Please help! I am desparate. I have been doing salt water set up for 6 years and have never had this issue. About 4 months ago made the leap and got a 95 gal tank for reef set up. Went with live rock and sand, sump, started to cycle...after afew weeks added my crabs and my snails. My past experisance waswith saltwater fish only, 40 gal and had done well. 
So before starting with my easy coral put in a damsel who did well. My local AFS allows you to return when fish get to large or if you decide to go another direction, so I brought them back, and went with a small yellow tang. He had been eating at the AFS for several days, they date the arrival day and time, and segregate in the store, so that you know. They also feed once before you take home, just to be sure.
I drip acclmate, and all looked well, but he died after 48 hours. Tested water..
salinity 1.024
PH 8.2-8.3
calcium 450
ammonia 0
nitrates 0 
nitrites 0
Phos normal

bought a urchin, he is doing wonderfully. Bought a coral banded butterfly fish, and another sm yellow tang, same results. within 72 hours both were dead.
This time I took my water into the LFS andtold them the issues I have been having..they found the same results with my water that I did, so testing kit is not off.
I have done business with this store for years, they felt so badly the sent me home with 2 more fish, and GARENTEED THEM FOR 30 DAYS!! Who does that?? But they guy knows me, and knows how I keep my tanks, he is at a loss as to why this might be happening. I use RO/DI water only, water changes monthly, and...the 40 gal is doing FINE.
The crabs, snails, urchin and red and blue mushrooms in the 95 are thriving.

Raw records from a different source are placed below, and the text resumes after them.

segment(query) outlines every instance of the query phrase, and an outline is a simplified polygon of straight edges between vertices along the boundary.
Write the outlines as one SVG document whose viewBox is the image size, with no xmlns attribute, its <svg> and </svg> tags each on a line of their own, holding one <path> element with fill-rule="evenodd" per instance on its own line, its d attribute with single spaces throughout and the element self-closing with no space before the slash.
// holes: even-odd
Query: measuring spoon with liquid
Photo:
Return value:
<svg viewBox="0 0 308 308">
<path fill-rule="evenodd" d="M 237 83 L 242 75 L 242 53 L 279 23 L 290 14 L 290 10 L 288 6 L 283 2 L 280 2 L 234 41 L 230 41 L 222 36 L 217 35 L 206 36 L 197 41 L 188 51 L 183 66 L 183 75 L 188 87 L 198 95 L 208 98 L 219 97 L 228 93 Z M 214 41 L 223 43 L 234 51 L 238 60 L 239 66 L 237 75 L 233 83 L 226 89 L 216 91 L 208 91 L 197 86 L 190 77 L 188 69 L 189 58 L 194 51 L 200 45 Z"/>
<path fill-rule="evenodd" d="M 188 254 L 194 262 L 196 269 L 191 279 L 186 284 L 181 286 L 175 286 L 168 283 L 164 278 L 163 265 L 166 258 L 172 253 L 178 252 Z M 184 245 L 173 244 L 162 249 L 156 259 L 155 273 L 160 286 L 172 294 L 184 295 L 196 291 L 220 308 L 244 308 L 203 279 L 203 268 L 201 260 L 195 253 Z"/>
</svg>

The only fish that have not died in that tank are the damsals that I returned.
Well we are 48 hours in, and both fish are dead. I am devestated and posting online at the age of 42 for the first time in my life. I am at a total loss, and the LFS willk be too I am sure. I can see no parasites, and am looking for Ideas. help. anyone?


----------



## kitten_penang (Mar 26, 2008)

ask the lfs what salinity and ph he is keeping the fish in. my tank is at 1.023 but the 2 fish from different fish stores came from a 1.020 and 1.021 respectively. test the ph in the lfs tank coz it could be due to ph shock, not common but deadly in some instances.when using a hydro meter take both the temp and salinity. as salinity levels differ in different temps.1.024 could easily got to 1.025 or higher through condensation.


----------



## Reefing Madness (Jun 26, 2011)

All your numbers are fine and down the line.
How are you drip acclimating your fish? Using a bucket to dump them in when you get them home? Keeping them in the bag? It sounds like they are not acclimating to your tank water. Drip acclimation done correctly should take several hours at a drip rate of 2-3 drips per second. Are they put into the tank with the lights on? Lets try not to shock the crap outta them, I'm sure your lights are much stronger than at the LFS.
As a precaution, you could try to QT them when you get them home.
http://www.aquacon.com/acclimation.html


----------



## onefish2fish (Jul 22, 2008)

QT all new fish and keep your display fishless for 3 months. the lack of a fish host will hopefully allow any parasites to die off that are within your system.


----------